Namun tanpa diduga, nilai Iman lebih besar dibanding Aldo. Iman meraih nilai
95, jauh dibanding Aldo yang meraih nilai 80. Seketika Aldo pun pergi berlari
keluar kelas, tepat saat bel jam terakhir berbunyi. Iman yang merasa bersalah
pergi menyusul Aldo. Ia melihat Aldo menjambak rambutnya sendiri.

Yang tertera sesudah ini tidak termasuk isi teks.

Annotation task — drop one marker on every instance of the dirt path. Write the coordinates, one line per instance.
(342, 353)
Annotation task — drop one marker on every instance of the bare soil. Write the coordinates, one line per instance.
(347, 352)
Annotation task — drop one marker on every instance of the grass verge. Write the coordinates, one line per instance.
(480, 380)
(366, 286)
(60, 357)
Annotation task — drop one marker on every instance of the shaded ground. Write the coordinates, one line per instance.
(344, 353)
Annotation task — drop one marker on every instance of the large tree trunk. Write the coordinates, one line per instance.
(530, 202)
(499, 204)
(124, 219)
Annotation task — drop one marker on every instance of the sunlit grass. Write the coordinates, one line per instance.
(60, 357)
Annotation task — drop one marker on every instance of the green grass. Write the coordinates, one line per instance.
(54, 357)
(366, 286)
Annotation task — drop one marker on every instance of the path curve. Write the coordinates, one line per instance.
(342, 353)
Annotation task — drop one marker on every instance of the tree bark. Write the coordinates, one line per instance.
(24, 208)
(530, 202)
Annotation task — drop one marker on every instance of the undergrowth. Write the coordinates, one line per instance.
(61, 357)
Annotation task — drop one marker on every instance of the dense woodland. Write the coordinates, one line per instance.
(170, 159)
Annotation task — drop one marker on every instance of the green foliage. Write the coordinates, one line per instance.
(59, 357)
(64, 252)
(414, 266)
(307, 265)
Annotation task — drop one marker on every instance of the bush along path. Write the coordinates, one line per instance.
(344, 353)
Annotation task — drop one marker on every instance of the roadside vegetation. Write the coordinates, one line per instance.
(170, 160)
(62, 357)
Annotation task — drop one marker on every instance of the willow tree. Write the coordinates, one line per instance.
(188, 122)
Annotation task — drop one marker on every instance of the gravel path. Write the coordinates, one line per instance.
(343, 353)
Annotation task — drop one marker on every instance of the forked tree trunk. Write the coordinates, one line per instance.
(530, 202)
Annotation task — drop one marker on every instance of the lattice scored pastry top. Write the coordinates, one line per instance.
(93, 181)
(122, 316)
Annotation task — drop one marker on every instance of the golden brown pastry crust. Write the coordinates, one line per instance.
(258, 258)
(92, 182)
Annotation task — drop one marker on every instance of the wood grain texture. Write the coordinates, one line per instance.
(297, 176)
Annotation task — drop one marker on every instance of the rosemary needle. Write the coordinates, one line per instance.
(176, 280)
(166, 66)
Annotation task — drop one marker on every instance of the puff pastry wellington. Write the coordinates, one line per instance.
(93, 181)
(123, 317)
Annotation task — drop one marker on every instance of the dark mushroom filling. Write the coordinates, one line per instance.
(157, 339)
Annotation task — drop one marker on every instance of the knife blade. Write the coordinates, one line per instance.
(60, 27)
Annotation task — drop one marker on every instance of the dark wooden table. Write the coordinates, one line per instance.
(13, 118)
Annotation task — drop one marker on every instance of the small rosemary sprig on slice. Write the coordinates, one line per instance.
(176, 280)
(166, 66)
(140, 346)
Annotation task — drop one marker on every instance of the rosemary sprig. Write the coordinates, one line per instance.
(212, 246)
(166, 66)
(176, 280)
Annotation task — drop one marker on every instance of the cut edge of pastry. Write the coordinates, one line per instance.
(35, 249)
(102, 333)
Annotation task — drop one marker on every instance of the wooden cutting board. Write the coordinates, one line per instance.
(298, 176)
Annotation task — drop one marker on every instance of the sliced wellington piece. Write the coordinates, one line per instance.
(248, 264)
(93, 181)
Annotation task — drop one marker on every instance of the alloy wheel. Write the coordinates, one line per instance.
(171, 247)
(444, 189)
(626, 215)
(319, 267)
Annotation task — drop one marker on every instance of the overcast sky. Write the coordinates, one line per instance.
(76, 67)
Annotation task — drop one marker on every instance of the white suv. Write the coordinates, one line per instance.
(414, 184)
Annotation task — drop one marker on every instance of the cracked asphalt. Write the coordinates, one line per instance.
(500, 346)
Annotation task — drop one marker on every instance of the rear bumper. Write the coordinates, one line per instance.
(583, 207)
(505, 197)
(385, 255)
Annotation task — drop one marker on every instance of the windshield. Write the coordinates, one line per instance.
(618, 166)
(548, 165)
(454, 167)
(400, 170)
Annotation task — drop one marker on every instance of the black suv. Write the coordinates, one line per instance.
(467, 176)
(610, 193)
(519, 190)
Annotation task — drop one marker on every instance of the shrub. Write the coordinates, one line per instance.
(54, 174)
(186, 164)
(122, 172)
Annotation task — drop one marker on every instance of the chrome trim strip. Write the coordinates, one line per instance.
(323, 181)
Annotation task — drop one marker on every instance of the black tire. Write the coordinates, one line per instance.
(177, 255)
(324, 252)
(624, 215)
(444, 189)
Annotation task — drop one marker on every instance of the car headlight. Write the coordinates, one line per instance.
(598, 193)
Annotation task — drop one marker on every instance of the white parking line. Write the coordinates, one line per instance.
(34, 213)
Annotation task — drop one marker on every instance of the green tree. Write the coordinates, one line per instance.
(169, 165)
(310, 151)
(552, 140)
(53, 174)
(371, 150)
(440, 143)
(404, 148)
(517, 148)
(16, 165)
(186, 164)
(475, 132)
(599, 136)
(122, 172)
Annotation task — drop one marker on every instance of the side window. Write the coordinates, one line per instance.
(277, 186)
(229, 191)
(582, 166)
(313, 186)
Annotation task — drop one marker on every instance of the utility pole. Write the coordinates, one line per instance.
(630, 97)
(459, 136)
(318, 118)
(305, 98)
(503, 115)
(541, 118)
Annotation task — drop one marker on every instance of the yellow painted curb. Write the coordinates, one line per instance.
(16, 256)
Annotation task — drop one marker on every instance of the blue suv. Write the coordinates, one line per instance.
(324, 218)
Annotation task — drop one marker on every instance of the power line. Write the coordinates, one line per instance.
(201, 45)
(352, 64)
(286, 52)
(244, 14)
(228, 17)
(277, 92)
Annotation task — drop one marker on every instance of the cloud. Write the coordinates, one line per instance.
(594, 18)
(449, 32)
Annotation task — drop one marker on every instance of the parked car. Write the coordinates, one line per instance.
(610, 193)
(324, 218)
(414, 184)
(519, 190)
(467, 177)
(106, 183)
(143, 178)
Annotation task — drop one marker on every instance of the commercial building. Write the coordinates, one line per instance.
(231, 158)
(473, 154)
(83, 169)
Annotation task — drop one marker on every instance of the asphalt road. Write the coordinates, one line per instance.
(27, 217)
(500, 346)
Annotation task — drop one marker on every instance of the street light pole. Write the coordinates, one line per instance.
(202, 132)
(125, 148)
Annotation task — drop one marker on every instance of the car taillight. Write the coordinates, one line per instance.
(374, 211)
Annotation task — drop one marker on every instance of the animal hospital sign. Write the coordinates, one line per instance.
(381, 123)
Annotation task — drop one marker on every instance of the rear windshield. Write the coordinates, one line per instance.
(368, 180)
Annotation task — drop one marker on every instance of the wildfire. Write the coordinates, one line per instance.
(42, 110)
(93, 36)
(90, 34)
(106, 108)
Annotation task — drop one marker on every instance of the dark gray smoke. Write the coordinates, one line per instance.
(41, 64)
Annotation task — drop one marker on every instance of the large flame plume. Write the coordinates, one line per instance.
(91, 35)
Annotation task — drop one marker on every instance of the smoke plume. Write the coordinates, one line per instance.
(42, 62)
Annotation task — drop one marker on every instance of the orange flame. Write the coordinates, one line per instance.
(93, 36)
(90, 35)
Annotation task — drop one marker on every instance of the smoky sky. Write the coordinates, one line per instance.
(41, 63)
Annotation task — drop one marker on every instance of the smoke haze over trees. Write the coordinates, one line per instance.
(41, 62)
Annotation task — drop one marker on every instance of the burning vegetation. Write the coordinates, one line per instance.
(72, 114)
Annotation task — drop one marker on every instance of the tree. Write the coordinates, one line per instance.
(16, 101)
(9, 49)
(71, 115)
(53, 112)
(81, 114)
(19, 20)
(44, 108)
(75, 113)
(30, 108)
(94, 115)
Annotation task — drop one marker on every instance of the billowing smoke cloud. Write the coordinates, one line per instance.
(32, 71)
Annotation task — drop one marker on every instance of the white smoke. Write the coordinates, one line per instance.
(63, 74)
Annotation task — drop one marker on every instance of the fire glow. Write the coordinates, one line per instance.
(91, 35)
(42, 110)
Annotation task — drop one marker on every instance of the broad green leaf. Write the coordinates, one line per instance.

“ Aldo, sudah hentikan. Tenangkan dirimu, ini sudah takdir” Jawab Iman
menenangkan.
“ Ini semua salahmu, salah Allah juga. Kalau bukan karena kalian aku
sudah meraih Ranking 1 !
“ Astagfirullah Aldo, Istighfar! Kamu tak boleh berburuk sangka pada
Allah. Lebih baik kamu pergi shalat dan tenangkan dirimu.” Jawab Iman genetar
“ Sudahlah, pergi Iman jauhi Aku!” bentak Aldo sambil berlari ke arah
jalan.
Tak disangka ketika Aldo hendak menyeberang, ada mobil berkecepatan
tinggi dari arah berlawanan. Seketika Iman menyelamatkan Aldo.
“ Aldo, awas ada mobil!” teriak Iman sembari melompat menabrak Aldo.
Aldo kemudian terselamatkan ke pinggir jalan namun ia pingsan dan
matanya mengenai separator jalan. Sementara Iman, kepalanya terbentur aspal dan
mengalami pendarahan hebat, begitupun kakinya.
Akhirnya merekapun
dibawa ke rumah sakit yang sama oleh warga. Keduanya sama-sama dalam keadaan
kritis. Wargapun langsung menghubungi orangtua Iman mengabarkan tentang
kejadian ini.
“ Pak, tolong sgera ke rumah sakit. Anak Bapak kecelakaan!” ucap warga
tergesa-gesa.
“ Innalillahi! Baik Pak.” Jawab Ayah Iman lemas.
Seketika Ibu dan Ayah Iman tiba di rumah sakit. Dokter memberitahukan
bahwa keadaan Iman kritis dan semakin memburuk. Kakinya pun harus diamputasi.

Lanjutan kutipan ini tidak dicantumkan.